Inflammation is just as important a risk factor for atherosclerotic disease as dyslipidaemia and we will soon be using drug therapies targeted at ‘residual inflammatory risk’ in combination with lipid lowering therapies, according to an international cardiology speaker.

Delivering the keynote RT Hall lecture at the start of CSANZ 2020, Dr Paul Ridker of Brigham and Women’s Hospital, Boston, said trials with anti-inflammatory agents such as  canakinumab and colchicine had provided proof-in-principle that cardiovascular risk could be reduced substantially in the absence of lipid lowering.

There was now good evidence that reductions in inflammatory biomarkers such as C-reactive protein (CRP) correlated with cardiovascular risk reduction of the same magnitude seen with lipid lowering, and the next step will be to specifically target the upstream inflammatory cytokines such as interleukin-1β, he told the meeting.

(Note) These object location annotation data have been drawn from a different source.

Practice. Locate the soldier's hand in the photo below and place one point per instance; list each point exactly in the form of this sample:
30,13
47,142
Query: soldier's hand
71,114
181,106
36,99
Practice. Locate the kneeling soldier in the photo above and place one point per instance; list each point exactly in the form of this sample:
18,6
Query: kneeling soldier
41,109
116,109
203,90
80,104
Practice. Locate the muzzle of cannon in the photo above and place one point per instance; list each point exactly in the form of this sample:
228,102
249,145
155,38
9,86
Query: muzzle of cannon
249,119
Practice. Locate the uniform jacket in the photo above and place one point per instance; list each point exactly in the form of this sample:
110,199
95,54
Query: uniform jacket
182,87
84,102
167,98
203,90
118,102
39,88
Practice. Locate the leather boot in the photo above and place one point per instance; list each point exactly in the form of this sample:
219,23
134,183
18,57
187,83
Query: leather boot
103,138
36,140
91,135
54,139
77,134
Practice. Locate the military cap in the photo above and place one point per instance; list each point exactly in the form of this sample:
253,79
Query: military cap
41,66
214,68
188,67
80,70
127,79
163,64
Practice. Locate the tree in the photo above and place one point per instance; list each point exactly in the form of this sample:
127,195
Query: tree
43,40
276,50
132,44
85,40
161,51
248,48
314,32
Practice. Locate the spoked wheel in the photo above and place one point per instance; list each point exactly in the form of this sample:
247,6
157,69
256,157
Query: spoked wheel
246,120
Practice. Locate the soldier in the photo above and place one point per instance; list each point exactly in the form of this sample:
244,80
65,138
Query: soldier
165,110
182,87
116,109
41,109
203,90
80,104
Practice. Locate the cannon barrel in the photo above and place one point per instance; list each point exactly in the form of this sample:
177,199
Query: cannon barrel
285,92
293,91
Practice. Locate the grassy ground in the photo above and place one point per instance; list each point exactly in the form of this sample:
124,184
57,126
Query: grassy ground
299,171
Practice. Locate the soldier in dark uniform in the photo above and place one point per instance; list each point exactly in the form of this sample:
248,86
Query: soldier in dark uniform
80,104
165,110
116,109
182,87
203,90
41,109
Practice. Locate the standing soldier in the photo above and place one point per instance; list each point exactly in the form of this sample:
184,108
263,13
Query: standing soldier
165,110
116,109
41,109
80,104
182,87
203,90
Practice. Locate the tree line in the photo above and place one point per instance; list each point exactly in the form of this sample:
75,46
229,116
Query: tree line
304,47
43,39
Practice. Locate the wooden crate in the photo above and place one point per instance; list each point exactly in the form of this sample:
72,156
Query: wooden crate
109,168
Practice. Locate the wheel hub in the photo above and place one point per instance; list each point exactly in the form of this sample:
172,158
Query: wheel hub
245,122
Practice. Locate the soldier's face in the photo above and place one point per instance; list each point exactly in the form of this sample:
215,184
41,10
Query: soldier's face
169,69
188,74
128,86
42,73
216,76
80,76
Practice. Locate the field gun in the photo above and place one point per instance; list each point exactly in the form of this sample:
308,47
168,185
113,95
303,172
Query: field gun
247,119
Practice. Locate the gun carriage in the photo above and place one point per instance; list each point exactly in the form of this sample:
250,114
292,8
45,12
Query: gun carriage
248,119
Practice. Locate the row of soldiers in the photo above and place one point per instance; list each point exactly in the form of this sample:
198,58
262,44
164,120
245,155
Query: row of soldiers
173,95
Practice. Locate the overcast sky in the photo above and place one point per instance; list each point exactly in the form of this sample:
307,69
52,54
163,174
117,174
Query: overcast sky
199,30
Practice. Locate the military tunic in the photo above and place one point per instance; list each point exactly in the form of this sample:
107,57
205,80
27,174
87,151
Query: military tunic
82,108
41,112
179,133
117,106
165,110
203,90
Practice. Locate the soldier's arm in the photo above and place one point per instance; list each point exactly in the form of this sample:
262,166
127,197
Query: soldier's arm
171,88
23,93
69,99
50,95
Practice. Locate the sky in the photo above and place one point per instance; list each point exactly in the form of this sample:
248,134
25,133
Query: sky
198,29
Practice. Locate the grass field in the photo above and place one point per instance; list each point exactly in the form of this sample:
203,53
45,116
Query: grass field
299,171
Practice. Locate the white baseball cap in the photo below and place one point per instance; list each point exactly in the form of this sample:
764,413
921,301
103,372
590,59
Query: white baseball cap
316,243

Dr Ridker said it had been known since the 1940s that chronic inflammation played an important role in atherosclerosis, but it was only taken seriously after the serendipitous discovery that statin benefits were due as much to their anti-inflammatory effects as well as lipid lowering action.

This had led to renewed interest in the relationship between cardiovascular risk, chronic inflammation and the subsequent landmark findings from trials such as JUPITER that statin treatment in patients with relatively normal LDL but with an elevated CRP could reduce cardiovascular events.

More recently the CANTOS study, led by Dr Ridker, had shown that an anti-inflammatory drug targeting interleukin-1β could reduce recurrent cardiovascular events such as MI by 24% in people with chronic proinflammatory responses, defined by CRP levels.

However no benefit seen in a trial with another anti-inflammatory drug, methotrexate, which had no effect on IL-1β, IL-6, or CRP levels. Dr Ridker said this showed the importance of a targeted approach at upstream cytokines rather than broad spectrum anti-inflammatory effect.

With the abandonment of canakinumab for cardiovascular indications on commercial grounds, Dr Ridker told the meeting that the main hope now lay with the inexpensive anti-inflammatory agents colchicine. He praised the “excellent work “done by Australian researchers such as Dr Mark Nidorf in conducting trials of low-dose colchicine which had recently shown a 30% reduction in major cardiovascular events compared to placebo.

“The COLCOT and LoDoCo2 trails provide clinically important independent confirmation of the inflammation hypothesis with an apparently safe and much less expensive oral agent, colchicine,” he said.

There were other promising agents anti-inflammatory agents including a movie upstream to target he IL-1β producing NLRP3 inflammasome, he added.

Dr Ridker told the meeting that with two distinct methods of action, it was likely that lipid lowering agents and anti-inflammatory agents could be used in combination and would have synergistic effects against cardiovascular risk.

“Quality cardiovascular care requires us to recognise the distinction between ‘residual cholesterol risk and residual inflammatory risk” as these patient groups have different reasons for recurrent events,” he said.

“In the future it can be anticipated that all atherosclerosis patients will receive aggressive lipid lowering and inflammation inhibiting therapy in addition to behavioural and lifestyle interventions,” he concluded.